US soccer player Brandi Chastain became a household name through her outstanding play in the 1999 Women’s World Cup. She scored the championship-winning goal in the unforgettable final shoot-out in front of the world and 90,000 fans at the Rose Bowl in Pasadena, California.
Her iconic moment remains crystal clear: Fans screaming, some even crying from the emotion, as Chastain kneeled on the pitch and clutched her jersey in her right hand to celebrate the triumph of winning the her first US World Cup.
It’s hard to believe that it’s been 17 years since Chastain and her teammates set in motion a soccer revolution, inspiring generations of new female athletes and soccer players. On Thursday, Chastain made another significant play, announcing a choice that could inspire other athletes to help advance our knowledge of concussions, CTE, and sports neurology.
She says she is in good health, and shows no signs of neurological issues from playing on the US national team from 1988-2004. Chastain helps coach youth, high school, and college soccer, and remains active as a strong voice in international women’s soccer for player safety.

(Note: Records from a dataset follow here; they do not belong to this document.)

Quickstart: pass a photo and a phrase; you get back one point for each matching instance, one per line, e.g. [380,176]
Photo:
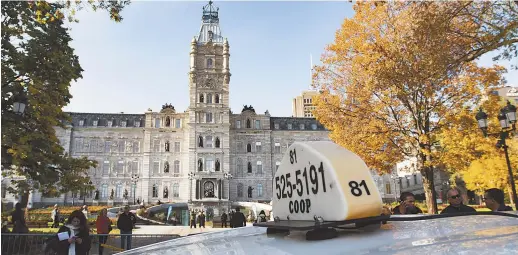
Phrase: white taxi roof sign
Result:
[326,181]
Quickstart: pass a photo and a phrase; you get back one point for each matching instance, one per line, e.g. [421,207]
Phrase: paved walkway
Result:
[178,230]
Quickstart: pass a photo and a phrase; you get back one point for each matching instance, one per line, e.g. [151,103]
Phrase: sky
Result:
[143,61]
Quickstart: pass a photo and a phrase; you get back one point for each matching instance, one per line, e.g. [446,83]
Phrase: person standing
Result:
[104,227]
[456,205]
[238,219]
[224,220]
[85,211]
[78,241]
[201,220]
[54,215]
[193,219]
[125,223]
[494,199]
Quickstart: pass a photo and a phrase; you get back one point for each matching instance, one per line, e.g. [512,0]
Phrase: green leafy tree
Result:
[38,66]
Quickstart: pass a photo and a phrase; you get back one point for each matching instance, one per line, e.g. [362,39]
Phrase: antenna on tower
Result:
[311,72]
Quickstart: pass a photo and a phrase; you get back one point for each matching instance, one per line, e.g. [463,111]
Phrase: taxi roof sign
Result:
[324,180]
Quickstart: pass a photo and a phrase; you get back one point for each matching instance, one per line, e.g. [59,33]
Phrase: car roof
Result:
[474,234]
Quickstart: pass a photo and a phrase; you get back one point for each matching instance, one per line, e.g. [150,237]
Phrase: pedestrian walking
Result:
[224,220]
[104,227]
[55,216]
[74,236]
[193,219]
[125,223]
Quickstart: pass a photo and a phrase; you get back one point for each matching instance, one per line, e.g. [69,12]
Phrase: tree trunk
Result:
[429,190]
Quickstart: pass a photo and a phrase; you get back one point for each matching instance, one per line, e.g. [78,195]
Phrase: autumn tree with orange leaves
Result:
[400,75]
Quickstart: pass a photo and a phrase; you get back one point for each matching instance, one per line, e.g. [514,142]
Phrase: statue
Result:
[200,165]
[166,167]
[217,164]
[166,192]
[250,191]
[200,141]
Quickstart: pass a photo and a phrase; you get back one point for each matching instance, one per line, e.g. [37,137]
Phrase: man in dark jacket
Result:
[224,220]
[238,219]
[455,200]
[494,199]
[125,224]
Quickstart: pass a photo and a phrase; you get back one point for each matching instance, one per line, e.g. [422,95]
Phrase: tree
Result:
[38,66]
[394,76]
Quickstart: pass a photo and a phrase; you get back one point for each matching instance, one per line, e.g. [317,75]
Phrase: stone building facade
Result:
[205,157]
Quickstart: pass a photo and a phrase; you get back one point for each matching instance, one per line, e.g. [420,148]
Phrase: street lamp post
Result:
[134,180]
[507,119]
[191,176]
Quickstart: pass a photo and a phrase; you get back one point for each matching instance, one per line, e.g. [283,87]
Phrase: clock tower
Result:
[209,111]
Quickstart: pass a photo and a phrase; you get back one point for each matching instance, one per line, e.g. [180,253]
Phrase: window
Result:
[106,167]
[258,147]
[239,166]
[156,145]
[156,167]
[208,141]
[277,148]
[122,145]
[155,190]
[176,190]
[388,190]
[104,191]
[240,190]
[136,146]
[209,165]
[118,191]
[176,167]
[259,190]
[259,167]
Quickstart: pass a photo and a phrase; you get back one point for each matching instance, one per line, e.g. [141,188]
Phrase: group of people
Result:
[493,198]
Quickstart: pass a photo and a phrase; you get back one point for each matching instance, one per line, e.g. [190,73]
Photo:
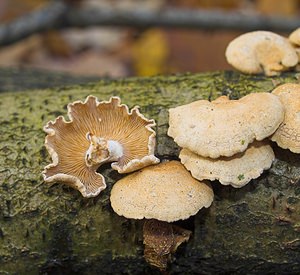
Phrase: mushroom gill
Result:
[97,133]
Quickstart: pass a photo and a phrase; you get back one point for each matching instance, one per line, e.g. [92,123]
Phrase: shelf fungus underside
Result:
[97,133]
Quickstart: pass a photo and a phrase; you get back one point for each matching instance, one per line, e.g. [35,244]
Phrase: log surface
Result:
[52,229]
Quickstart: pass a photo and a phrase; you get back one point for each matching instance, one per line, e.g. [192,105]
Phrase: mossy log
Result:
[52,229]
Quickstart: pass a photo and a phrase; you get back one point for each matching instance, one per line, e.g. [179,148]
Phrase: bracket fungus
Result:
[294,37]
[225,127]
[287,136]
[236,170]
[161,239]
[165,192]
[261,51]
[97,133]
[161,193]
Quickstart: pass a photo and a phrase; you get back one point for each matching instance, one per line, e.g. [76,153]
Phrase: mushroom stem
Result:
[102,150]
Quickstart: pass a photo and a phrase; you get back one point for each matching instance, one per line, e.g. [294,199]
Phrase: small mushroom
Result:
[261,51]
[225,127]
[294,37]
[236,171]
[287,136]
[162,193]
[165,192]
[97,133]
[161,239]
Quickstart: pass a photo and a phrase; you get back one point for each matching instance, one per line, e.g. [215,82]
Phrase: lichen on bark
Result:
[51,228]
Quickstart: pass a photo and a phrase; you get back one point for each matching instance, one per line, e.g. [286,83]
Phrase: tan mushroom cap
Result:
[225,127]
[165,192]
[287,136]
[97,132]
[294,37]
[261,51]
[237,170]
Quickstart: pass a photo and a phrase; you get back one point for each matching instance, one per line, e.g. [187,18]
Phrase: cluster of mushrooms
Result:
[264,52]
[224,140]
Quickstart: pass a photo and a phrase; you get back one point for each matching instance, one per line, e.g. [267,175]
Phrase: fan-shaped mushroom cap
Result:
[225,127]
[261,51]
[165,192]
[287,135]
[237,170]
[97,132]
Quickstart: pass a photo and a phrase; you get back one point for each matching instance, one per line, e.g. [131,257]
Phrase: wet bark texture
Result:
[52,229]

Chastain’s decision to donate is important for two reasons: She’s the highest-profile female athlete to date to make the commitment, and it also hopefully will bring to light to the serious need for women’s brains to be donated for study. Male athletes dominate concussion research, and that needs to change.

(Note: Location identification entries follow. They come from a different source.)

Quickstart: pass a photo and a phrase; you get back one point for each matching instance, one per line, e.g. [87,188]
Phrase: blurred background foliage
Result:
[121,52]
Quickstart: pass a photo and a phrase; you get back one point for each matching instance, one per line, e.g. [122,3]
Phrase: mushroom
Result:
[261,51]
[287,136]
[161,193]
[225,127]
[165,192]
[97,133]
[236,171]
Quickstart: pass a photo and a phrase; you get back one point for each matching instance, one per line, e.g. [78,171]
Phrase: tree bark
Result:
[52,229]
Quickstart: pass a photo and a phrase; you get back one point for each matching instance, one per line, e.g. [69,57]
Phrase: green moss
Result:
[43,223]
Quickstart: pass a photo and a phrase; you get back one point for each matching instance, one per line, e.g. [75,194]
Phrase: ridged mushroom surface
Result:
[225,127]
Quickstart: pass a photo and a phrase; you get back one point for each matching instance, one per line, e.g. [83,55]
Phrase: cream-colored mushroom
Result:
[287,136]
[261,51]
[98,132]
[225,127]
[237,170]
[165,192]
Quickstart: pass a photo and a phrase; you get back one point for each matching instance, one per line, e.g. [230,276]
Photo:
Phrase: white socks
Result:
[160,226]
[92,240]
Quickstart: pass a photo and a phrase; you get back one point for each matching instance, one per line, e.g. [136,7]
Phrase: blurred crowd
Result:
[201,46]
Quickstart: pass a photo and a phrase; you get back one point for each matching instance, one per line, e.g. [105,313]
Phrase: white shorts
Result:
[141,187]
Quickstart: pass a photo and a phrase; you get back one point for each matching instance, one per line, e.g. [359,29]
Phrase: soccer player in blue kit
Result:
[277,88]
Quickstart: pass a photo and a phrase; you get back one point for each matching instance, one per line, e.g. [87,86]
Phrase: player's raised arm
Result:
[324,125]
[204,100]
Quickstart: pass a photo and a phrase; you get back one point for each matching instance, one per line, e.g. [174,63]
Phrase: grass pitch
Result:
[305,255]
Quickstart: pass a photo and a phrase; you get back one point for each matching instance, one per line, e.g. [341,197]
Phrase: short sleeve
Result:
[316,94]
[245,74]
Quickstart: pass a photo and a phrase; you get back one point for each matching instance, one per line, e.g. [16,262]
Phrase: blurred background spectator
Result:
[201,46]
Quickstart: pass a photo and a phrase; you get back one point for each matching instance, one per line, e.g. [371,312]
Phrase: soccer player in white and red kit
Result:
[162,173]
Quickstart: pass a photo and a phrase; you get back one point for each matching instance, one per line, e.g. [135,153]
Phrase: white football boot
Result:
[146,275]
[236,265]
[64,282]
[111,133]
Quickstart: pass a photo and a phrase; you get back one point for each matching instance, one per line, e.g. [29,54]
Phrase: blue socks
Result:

Only seven female brains, out of 307 (mostly belonging to athletes), have been examined by experts at Boston University.
In other words, we are right now significantly lacking in research about how playing sports, especially contact-driven ones, can impact the female brain. But we need more female athletes to donate brains to advance the research.
“If there’s any information to be gleaned off the study of someone like myself, who has played soccer for 40 years, it feels like my responsibility — but not in a burdensome way,” Chastain told the New York Times. “People talk about what the ’99 group did for women’s soccer. They say, ‘Oh, you left a legacy for the next generation.’
“This would be a more substantial legacy — something that could protect and save some kids, and to enhance and lift up soccer in a way that it hasn’t before. That was the impetus for saying yes. If we can learn something, we should.”
The meteoric post-Title IX rise of female athletic culture in the United States, which has been replicated in different degrees around the world, means there is a growing cohort of athletes to be researched. Some of biggest stars of this summer’s Rio de Janiero Summer Olympics will be the female gymnasts, divers, basketball, and soccer players.
We clearly need to know more about the brains of all athletes. We need to see how different types of sports can affect the brain. We need to look at the different amounts of exposure and their concussion risk.
There are many questions, and donations like Chastain’s can bring us closer to finding valuable answers. It’s important to note that Chastain is the second donation off the 1999 US World Cup team, with Cindy Parlow Cone having first pledged her brain.
Researchers need to maximize Chastain’s donation, and hopefully the many female and male athlete brains to come, by striving to get the most complete data. Those who donate to brain banks should be strongly encouraged to provide clinical data before death. Fully understanding the athlete’s playing and life history, plus clinical data, provides a richer picture to analyze. Also, a control subject should also be identified with the promise of each donation.
So let’s credit Chastain with scoring another big goal and hopefully touching off another wave of inspiration among athletes. Her pledge is worthy of a big ovation from all of us.